In CapsuleLayer, once the input x is expanded and tiled, it is multiplied with the weight matrix W. I have added some print(x.shape) and I get:

class CapsuleLayer(layers.Layer):
  # ...

def call(self, inputs, training=None):
  # inputs.shape=[None, input_num_capsule, input_dim_capsule]
  # inputs_expand.shape=[None, 1, input_num_capsule, input_dim_capsule]
  inputs_expand = K.expand_dims(inputs, 1)

  # Replicate num_capsule dimension to prepare being multiplied by W
  # inputs_tiled.shape=[None, num_capsule, input_num_capsule, 
  #                     input_dim_capsule]
  inputs_tiled = K.tile(inputs_expand, [1, self.num_capsule, 1, 1])
  print('This is x:', inputs_tiled.shape)

  print('This is W:', self.W.shape)

  #inputs_tiled = K.expand_dims(inputs_tiled, 4)
  #print('This is x expanded:')
  #print(inputs_tiled.shape)

  # Compute `inputs * W` by scanning inputs_tiled on dimension 0.
  # x.shape=[num_capsule, input_num_capsule, input_dim_capsule]
  # W.shape=[num_capsule, input_num_capsule, dim_capsule, input_dim_capsule]
  # Regard the first two dimensions as `batch` dimension,
  # then matmul: [input_dim_capsule] x [dim_capsule, input_dim_capsule]^T -> 
  #              [dim_capsule].
  # inputs_hat.shape = [None, num_capsule, input_num_capsule, dim_capsule]
  inputs_hat = K.map_fn(lambda x: K.batch_dot(x, self.W, [2, 3]), 
                        elems=inputs_tiled)

  print('This is inputs_hat (`inputs * W`):', inputs_hat.shape)

  # Begin: Routing algorithm ----------------------------------------------#

This is x: (None, 10, 1152, 8) This is W: (10, 1152, 16, 8) This is inputs_hat (inputs * W): (None, 10, 1152, 1152, 16)

However, it is expected: inputs_hat.shape = [None, 10, 1152, 16]

Subsequently, I get this error for the next batch_dot (but this is expected, as inputs_hat is already wrong:

ValueError: Cannot do batch_dot on inputs with shapes (None, 10, 10, 1152, 16) and (None, 10, 1152, 1152, 16) with axes=[2, 3]. x.shape[2] != y.shape[3] (10 != 1152).

I have tried to expand x with a last dimention, i.e. to (None, 10, 1152, 8, 1), but surprisingly this gives:

This is inputs_hat (inputs * W): (None, 10, 1152, 1, 1152, 16)

I don't understand why 1152 is replicated in this matmul!
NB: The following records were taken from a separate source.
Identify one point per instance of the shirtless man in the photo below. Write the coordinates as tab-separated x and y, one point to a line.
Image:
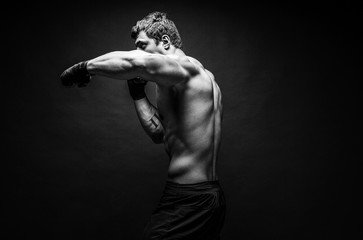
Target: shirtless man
187	120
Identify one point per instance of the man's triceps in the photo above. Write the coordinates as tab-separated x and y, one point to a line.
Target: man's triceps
157	134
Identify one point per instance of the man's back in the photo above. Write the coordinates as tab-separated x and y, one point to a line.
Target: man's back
191	113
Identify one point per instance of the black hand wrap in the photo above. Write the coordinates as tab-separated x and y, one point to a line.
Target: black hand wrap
137	88
76	75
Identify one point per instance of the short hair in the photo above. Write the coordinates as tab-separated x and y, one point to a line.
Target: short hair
155	25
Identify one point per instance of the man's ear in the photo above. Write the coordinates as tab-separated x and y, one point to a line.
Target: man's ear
166	41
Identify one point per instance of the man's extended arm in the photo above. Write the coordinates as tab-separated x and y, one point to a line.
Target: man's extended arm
146	112
123	65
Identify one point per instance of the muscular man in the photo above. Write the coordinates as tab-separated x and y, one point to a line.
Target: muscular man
186	119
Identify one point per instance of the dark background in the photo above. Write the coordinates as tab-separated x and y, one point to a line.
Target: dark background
79	166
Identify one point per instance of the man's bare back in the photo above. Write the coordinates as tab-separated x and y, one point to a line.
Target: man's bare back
187	120
191	113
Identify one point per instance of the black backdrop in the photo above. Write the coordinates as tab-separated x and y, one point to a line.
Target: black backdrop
79	166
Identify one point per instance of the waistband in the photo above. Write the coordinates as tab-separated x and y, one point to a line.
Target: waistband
207	186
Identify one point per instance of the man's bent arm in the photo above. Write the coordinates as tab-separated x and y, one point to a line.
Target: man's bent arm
149	119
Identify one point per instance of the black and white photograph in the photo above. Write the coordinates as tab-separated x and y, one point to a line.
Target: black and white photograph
182	120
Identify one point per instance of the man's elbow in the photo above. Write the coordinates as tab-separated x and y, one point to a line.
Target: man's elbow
157	138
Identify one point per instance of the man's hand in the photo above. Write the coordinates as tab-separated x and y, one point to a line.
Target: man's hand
76	75
137	88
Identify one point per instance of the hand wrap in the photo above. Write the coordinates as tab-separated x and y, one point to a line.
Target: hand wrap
76	75
137	88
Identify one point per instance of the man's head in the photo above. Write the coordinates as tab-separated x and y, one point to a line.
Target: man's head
157	26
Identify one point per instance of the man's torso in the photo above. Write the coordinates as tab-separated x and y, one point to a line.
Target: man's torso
191	113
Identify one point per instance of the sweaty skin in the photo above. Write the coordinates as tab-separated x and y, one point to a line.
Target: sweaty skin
191	114
188	115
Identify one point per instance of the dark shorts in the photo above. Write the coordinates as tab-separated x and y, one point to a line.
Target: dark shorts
188	212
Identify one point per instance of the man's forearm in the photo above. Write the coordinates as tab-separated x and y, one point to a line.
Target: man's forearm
149	119
118	65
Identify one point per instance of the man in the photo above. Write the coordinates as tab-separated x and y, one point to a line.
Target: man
187	120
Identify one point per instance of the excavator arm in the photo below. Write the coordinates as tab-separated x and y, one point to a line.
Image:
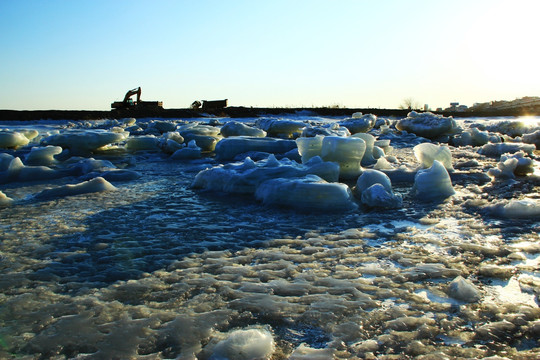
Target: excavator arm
136	105
132	92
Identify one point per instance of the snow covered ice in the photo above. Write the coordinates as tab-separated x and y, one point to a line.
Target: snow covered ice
254	247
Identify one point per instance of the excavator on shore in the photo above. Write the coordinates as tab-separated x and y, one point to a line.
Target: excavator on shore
128	102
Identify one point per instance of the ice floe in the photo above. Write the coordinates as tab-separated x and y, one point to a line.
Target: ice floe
433	183
309	193
427	125
84	142
229	148
191	151
281	128
247	176
426	153
235	128
359	123
12	139
97	184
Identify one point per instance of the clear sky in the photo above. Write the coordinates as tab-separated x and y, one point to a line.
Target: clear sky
84	54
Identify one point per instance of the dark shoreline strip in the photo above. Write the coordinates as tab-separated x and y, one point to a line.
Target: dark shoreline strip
232	112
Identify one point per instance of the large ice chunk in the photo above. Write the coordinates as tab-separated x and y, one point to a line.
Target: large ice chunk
512	165
17	171
427	124
142	143
433	183
245	345
503	148
307	193
332	129
519	209
473	137
229	148
368	157
532	138
205	136
512	128
347	152
463	290
192	151
370	177
235	128
309	147
426	153
359	123
4	200
12	139
5	160
374	189
247	176
43	155
281	128
98	184
82	142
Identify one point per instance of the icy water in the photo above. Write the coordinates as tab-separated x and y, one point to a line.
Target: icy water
158	270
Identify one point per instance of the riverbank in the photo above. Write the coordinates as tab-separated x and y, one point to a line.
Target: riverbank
232	112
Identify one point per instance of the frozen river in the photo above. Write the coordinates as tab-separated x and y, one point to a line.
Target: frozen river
159	269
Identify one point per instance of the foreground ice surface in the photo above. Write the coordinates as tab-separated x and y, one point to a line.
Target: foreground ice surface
159	270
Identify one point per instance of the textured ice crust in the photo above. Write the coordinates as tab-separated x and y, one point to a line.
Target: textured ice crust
229	148
310	193
97	184
426	153
427	125
235	128
155	269
347	152
359	123
247	176
433	183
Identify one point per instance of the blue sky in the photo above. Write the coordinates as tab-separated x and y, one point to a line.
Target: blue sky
85	54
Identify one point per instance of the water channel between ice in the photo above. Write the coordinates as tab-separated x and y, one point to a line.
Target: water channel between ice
158	270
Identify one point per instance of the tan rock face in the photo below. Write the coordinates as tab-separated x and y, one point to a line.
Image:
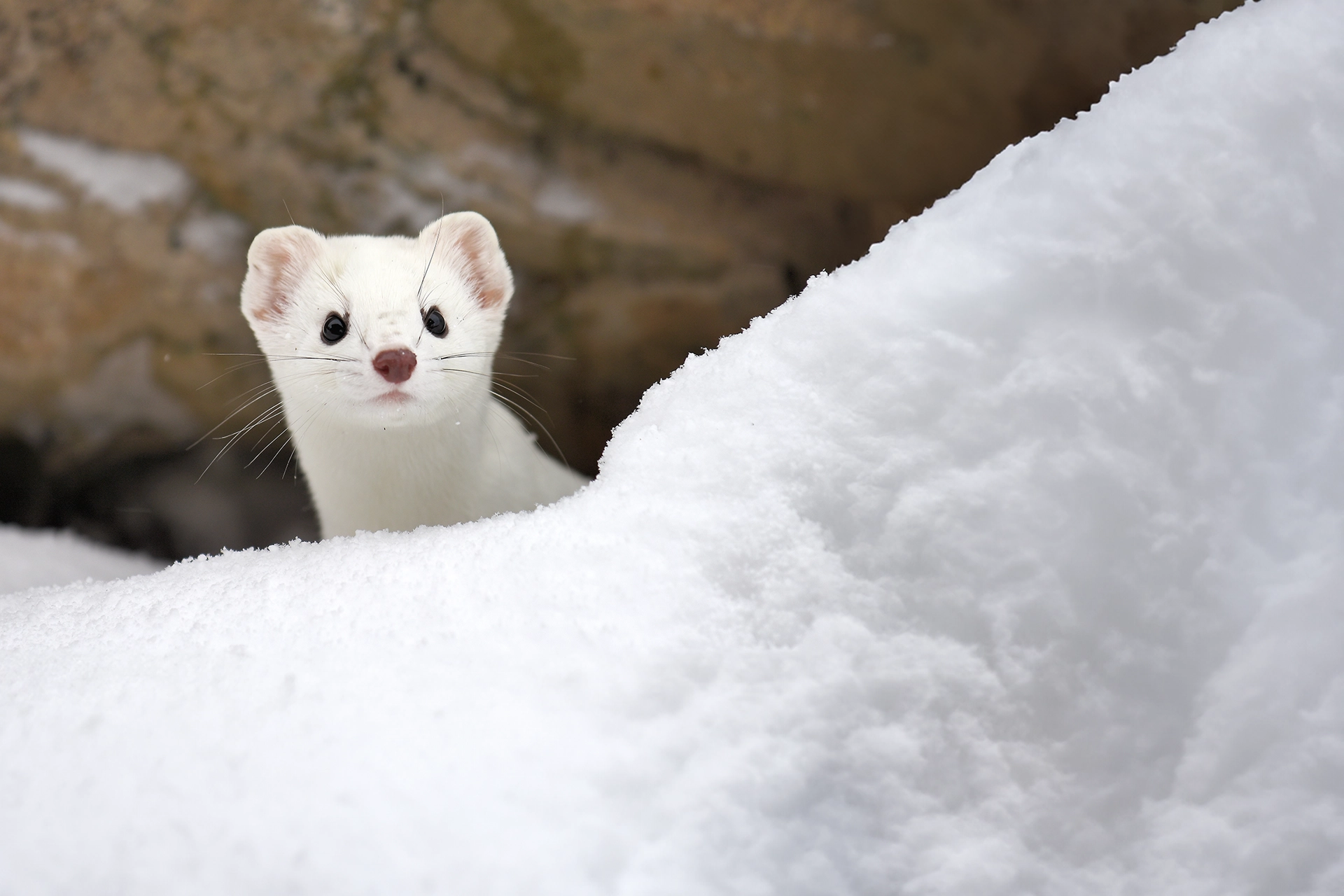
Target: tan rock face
659	171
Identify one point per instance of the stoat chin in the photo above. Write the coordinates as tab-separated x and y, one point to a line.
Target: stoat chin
382	351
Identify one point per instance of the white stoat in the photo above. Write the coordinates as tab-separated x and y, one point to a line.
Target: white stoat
382	349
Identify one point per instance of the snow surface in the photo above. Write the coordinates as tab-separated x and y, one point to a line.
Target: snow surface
31	558
122	181
1004	561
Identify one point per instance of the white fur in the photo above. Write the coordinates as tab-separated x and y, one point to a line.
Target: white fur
442	449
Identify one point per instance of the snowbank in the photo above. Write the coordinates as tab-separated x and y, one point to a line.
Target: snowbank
33	558
1003	561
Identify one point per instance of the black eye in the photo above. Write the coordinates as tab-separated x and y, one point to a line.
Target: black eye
334	330
435	323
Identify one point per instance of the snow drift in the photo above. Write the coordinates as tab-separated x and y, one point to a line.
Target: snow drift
1003	561
31	558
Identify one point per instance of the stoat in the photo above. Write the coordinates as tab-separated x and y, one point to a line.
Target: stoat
382	351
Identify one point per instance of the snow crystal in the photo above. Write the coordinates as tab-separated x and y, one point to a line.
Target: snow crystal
26	194
31	558
125	182
1003	561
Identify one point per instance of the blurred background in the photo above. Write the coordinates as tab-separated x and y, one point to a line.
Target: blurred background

This matrix multiplication should be easy!

jpviguerasguillen commented 5 years ago

I managed to solve it by changing the code. I used matmul instead of batch_dot. For that, inputs_tiled (without the batch dimension) needed to have the same rank as W. Note that I use tensorflow library directly:

  inputs_expand = tf.expand_dims(inputs, 1)
  inputs_tiled  = tf.tile(inputs_expand, [1, self.num_capsule, 1, 1])
  inputs_tiled  = tf.expand_dims(inputs_tiled, 4)
  inputs_hat = tf.map_fn(lambda x: tf.matmul(self.W, x), elems=inputs_tiled)
guido-niku commented 5 years ago

Did you also have to update this line : b += K.batch_dot(outputs, inputs_hat, [2, 3]) to this b += tf.matmul(self.W, x) i did this mindlessly because i was the same error at that line. Is this the right way to correct it ?

jpviguerasguillen commented 5 years ago

Yes, I also changed that. The code changed substantially with respect to the original one. Here it is the call function of CapsuleLayer (note that I use tensorflow API directly)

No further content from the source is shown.